新・眠らない医者の人生探求劇場・・・夢果たすまで

血液専門医・総合内科専門医の13年目医師が、日常生活や医療制度、趣味などに関して記載します。現在、コメント承認制です。

最終校正終了しました:内科学会の頃には本が出版されると思います

2017-02-26 20:33:20 | Weblog

こんばんは

 

昨日、今日と空いた時間を使って「校正」をやっていました。
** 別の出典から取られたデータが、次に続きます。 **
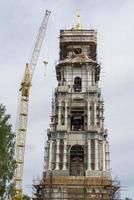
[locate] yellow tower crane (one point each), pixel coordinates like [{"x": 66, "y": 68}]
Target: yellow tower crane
[{"x": 23, "y": 109}]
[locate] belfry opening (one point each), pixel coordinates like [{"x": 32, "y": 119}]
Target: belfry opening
[{"x": 77, "y": 162}]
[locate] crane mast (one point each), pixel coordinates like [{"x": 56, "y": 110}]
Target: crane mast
[{"x": 23, "y": 109}]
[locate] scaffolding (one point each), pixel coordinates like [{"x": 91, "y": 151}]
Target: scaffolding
[{"x": 74, "y": 188}]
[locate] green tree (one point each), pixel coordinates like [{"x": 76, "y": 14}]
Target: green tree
[{"x": 7, "y": 162}]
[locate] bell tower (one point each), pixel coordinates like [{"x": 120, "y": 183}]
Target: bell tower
[{"x": 77, "y": 150}]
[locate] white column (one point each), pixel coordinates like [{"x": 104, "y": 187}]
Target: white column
[
  {"x": 65, "y": 156},
  {"x": 88, "y": 114},
  {"x": 101, "y": 116},
  {"x": 50, "y": 155},
  {"x": 57, "y": 154},
  {"x": 95, "y": 114},
  {"x": 89, "y": 154},
  {"x": 66, "y": 113},
  {"x": 107, "y": 157},
  {"x": 104, "y": 155},
  {"x": 90, "y": 77},
  {"x": 96, "y": 154},
  {"x": 59, "y": 113}
]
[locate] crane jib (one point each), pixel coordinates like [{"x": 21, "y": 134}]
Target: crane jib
[{"x": 23, "y": 109}]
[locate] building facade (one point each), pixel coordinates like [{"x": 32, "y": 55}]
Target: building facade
[{"x": 77, "y": 164}]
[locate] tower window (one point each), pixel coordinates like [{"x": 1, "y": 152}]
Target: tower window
[
  {"x": 78, "y": 51},
  {"x": 77, "y": 84},
  {"x": 77, "y": 123},
  {"x": 77, "y": 161}
]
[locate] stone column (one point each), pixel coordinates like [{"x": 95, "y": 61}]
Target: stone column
[
  {"x": 59, "y": 113},
  {"x": 57, "y": 154},
  {"x": 65, "y": 156},
  {"x": 89, "y": 154},
  {"x": 50, "y": 155},
  {"x": 95, "y": 114},
  {"x": 104, "y": 155},
  {"x": 90, "y": 77},
  {"x": 96, "y": 154},
  {"x": 107, "y": 157},
  {"x": 88, "y": 114},
  {"x": 66, "y": 104}
]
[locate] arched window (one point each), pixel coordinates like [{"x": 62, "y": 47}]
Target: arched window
[
  {"x": 77, "y": 161},
  {"x": 77, "y": 84}
]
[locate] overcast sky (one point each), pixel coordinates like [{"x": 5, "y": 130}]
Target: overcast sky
[{"x": 114, "y": 21}]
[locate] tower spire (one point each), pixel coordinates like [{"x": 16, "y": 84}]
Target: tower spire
[{"x": 78, "y": 24}]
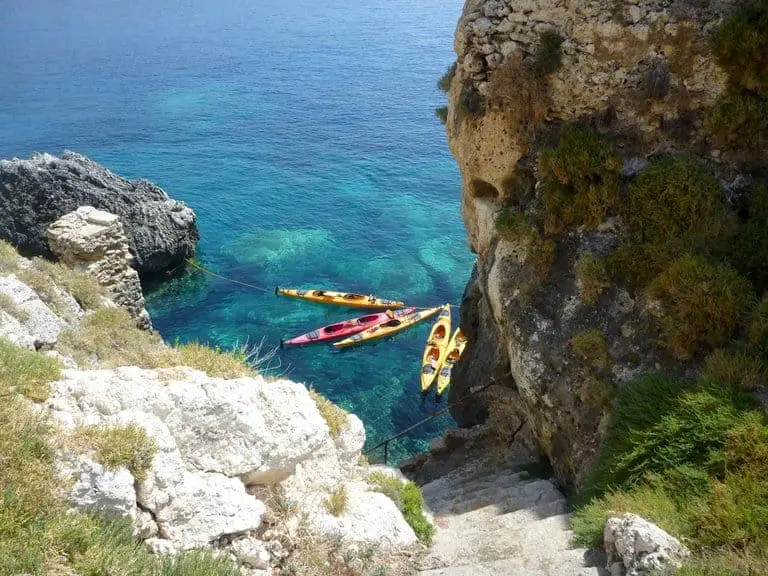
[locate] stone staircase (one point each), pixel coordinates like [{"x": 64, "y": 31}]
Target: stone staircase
[{"x": 497, "y": 519}]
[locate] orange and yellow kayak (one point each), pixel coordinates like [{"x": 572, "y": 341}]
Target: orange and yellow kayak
[
  {"x": 388, "y": 328},
  {"x": 455, "y": 350},
  {"x": 436, "y": 349},
  {"x": 340, "y": 298}
]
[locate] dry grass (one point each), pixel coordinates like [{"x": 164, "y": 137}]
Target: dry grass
[
  {"x": 126, "y": 446},
  {"x": 25, "y": 372},
  {"x": 109, "y": 338},
  {"x": 592, "y": 277},
  {"x": 335, "y": 417},
  {"x": 336, "y": 502},
  {"x": 9, "y": 258}
]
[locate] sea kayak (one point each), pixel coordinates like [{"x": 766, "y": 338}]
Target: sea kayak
[
  {"x": 340, "y": 298},
  {"x": 388, "y": 328},
  {"x": 455, "y": 350},
  {"x": 436, "y": 349},
  {"x": 345, "y": 328}
]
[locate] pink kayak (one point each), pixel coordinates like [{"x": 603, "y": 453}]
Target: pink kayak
[{"x": 345, "y": 328}]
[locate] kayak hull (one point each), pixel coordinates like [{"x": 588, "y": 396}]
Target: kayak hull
[
  {"x": 436, "y": 349},
  {"x": 345, "y": 328},
  {"x": 348, "y": 299},
  {"x": 455, "y": 350},
  {"x": 388, "y": 328}
]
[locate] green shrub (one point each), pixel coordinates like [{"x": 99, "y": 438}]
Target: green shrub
[
  {"x": 739, "y": 123},
  {"x": 335, "y": 417},
  {"x": 25, "y": 372},
  {"x": 675, "y": 206},
  {"x": 748, "y": 251},
  {"x": 702, "y": 305},
  {"x": 10, "y": 307},
  {"x": 735, "y": 367},
  {"x": 739, "y": 46},
  {"x": 591, "y": 349},
  {"x": 515, "y": 226},
  {"x": 592, "y": 277},
  {"x": 408, "y": 498},
  {"x": 446, "y": 79},
  {"x": 82, "y": 287},
  {"x": 549, "y": 56},
  {"x": 471, "y": 102},
  {"x": 649, "y": 501},
  {"x": 38, "y": 534},
  {"x": 109, "y": 338},
  {"x": 9, "y": 258},
  {"x": 336, "y": 503},
  {"x": 580, "y": 181},
  {"x": 214, "y": 361},
  {"x": 125, "y": 445}
]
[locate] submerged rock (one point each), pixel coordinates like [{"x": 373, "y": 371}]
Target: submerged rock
[{"x": 34, "y": 193}]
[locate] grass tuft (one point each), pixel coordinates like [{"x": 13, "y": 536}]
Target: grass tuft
[
  {"x": 592, "y": 277},
  {"x": 125, "y": 445},
  {"x": 335, "y": 417},
  {"x": 444, "y": 84},
  {"x": 590, "y": 347},
  {"x": 26, "y": 372},
  {"x": 739, "y": 46},
  {"x": 549, "y": 55},
  {"x": 408, "y": 498},
  {"x": 702, "y": 305},
  {"x": 9, "y": 258},
  {"x": 214, "y": 361},
  {"x": 579, "y": 181},
  {"x": 336, "y": 503}
]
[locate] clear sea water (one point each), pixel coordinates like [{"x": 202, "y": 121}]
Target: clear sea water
[{"x": 302, "y": 133}]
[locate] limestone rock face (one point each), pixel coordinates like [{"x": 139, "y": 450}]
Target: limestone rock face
[
  {"x": 94, "y": 242},
  {"x": 643, "y": 72},
  {"x": 218, "y": 442},
  {"x": 97, "y": 489},
  {"x": 640, "y": 548},
  {"x": 34, "y": 193},
  {"x": 37, "y": 326}
]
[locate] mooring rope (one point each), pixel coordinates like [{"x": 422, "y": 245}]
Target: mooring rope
[{"x": 265, "y": 290}]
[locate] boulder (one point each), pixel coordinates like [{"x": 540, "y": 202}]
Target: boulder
[
  {"x": 96, "y": 489},
  {"x": 94, "y": 242},
  {"x": 34, "y": 193},
  {"x": 640, "y": 547}
]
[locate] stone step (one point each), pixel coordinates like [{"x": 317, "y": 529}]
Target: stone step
[
  {"x": 571, "y": 564},
  {"x": 513, "y": 497},
  {"x": 547, "y": 538}
]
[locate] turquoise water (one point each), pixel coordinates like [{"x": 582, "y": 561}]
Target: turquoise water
[{"x": 301, "y": 132}]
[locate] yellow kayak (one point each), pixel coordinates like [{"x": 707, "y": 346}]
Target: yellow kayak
[
  {"x": 388, "y": 328},
  {"x": 340, "y": 298},
  {"x": 436, "y": 348},
  {"x": 455, "y": 350}
]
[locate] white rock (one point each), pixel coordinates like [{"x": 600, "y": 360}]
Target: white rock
[
  {"x": 13, "y": 330},
  {"x": 251, "y": 552},
  {"x": 642, "y": 547},
  {"x": 369, "y": 517},
  {"x": 97, "y": 489},
  {"x": 40, "y": 323}
]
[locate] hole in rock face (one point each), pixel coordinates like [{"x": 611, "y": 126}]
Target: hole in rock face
[{"x": 482, "y": 189}]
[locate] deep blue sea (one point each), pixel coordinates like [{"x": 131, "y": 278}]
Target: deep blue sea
[{"x": 301, "y": 132}]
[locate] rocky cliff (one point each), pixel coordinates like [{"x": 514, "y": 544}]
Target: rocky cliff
[
  {"x": 34, "y": 193},
  {"x": 555, "y": 111}
]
自分でも良い本だと思っておりますが(笑)、チェックをしている時になるところが次々と・・・。

 

まぁ、それでも一般内科の先生から血液の専門医の先生まで使える本に仕上がったと思っております。

 

250ページ予定が400ページ近くになっておりますが、色々な方のお役に立てればうれしく思います。

 

基本的に疾患ごとに

1、診断のために使える情報(経過観察や治療方針決定のために使える情報もありますが)

2、ちょっとした導入文章

3、ケース

で構成されております。

 

ケースは研修医の先生が読んでもわかるように書いたつもりなので(学生さんだと少し難しいかもしれません)、専門外の先生でも問題ないと思います。

 

僕の独断と偏見ですが、使えると思っている情報を集めておりますので、専門医の先生にもお役に立てるのではないかと思っております(常識だと思われるかもしれませんが・・・)

 

ということで、作業を終了し出版社に郵送しましたので、僕の仕事は一旦終了しました。あとは出版社の方々の作業になります。

 

とりあえず、今から休憩します・・。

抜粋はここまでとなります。